Three hours before curtain, a Superior Court judge issued a temporary restraining order against the Blumenthal, its board and staff, and concurrently against any other individual or government agency that had the legal authority to close the production. That meant the show could go on. (Nunn 216) And the show did go on. The production ran for its scheduled run even adding an extra 10 performances to meet with the ticket demand. (Nunn 216) After the initial backlash of the play’s performance things seemed to be under the rug until the next elections when the republican officials decided that they would cut all state funding to the Arts and Science Council.

Bill James the county commissioner here in an interview with the author Nunn states his views on what happened then as: “I’m not even against tax dollars going to the arts,” James continues. “But I’ll be damned if I’ll let them fund stuff that most Southerners find offensive. We don’t want to be like New York and San Francisco. Yeah, we like art and we like culture, but we’re not going to flush our morals down the sewer. The fact is, in this state, homosexuality is a felony. If you get caught, you will be arrested and you will be convicted. Some people may say that’s not fair, but I say to them, if you don’t like the law, then go to Raleigh and change it.” And the law did change.

Not long after in the next elections on one person who was in favor of cutting funding stayed on to serve in the next year and funding was restored to the Arts and Science Council. This hasn’t been the only controversial bill North Carolina has passed against the queer community or even on art funding. There have been some since and even more still to come.
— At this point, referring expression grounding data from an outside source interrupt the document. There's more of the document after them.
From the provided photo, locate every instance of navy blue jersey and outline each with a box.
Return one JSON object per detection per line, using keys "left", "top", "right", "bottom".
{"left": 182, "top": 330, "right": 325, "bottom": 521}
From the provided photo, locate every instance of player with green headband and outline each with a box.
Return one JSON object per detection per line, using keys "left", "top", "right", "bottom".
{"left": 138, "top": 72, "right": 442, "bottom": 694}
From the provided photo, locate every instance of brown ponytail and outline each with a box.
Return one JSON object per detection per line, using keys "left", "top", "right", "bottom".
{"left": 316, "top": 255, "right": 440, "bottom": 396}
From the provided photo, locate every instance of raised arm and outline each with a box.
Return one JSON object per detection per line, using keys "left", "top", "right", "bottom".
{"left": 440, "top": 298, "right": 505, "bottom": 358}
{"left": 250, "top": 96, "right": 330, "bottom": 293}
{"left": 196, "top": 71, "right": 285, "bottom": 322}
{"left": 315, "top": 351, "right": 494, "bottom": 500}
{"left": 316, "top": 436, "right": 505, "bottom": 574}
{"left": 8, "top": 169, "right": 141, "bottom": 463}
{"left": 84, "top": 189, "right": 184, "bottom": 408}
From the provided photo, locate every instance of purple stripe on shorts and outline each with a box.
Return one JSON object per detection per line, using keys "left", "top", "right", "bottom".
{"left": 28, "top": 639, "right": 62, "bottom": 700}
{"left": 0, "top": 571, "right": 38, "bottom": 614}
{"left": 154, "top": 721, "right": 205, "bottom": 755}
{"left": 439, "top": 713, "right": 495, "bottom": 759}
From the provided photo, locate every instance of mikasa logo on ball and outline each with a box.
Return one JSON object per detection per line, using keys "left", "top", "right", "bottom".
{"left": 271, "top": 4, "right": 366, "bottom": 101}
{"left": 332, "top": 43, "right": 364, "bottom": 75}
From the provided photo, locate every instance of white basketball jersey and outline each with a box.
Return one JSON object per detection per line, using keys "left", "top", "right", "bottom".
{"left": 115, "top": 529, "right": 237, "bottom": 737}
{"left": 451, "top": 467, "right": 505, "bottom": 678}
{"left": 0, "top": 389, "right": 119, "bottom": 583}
As a declared bisexual currently in a polyamorous relationship with two other women. I tend to get the label of too political. One who is “a bit too invested in politics.”

Not only does these laws affect me as a person, they affect my career and my creative freedom as a thespian. They affect countless others as well. The way the public can view a problem can be how lawmakers view a problem, mainly when the public’s views are against a minority that can’t vote against its oppressors. There have been laws on both theater and on homosexuality. There continue to be laws on these matters. Both communities are working to get the Laws to change in any way they can. The most effective way is by performing plays on the topics in an open discussion. A chance to change some of the public views on the topic. Drawing attention to the laws and calling for them to be unjust and a need to be corrected. This fight has been going on for some time and doesn’t seem to have a clear ending yet. I personally keep fighting for the advancement of the next generation. Just because something is the way it has always been done doesn’t mean it is the way it should always be done.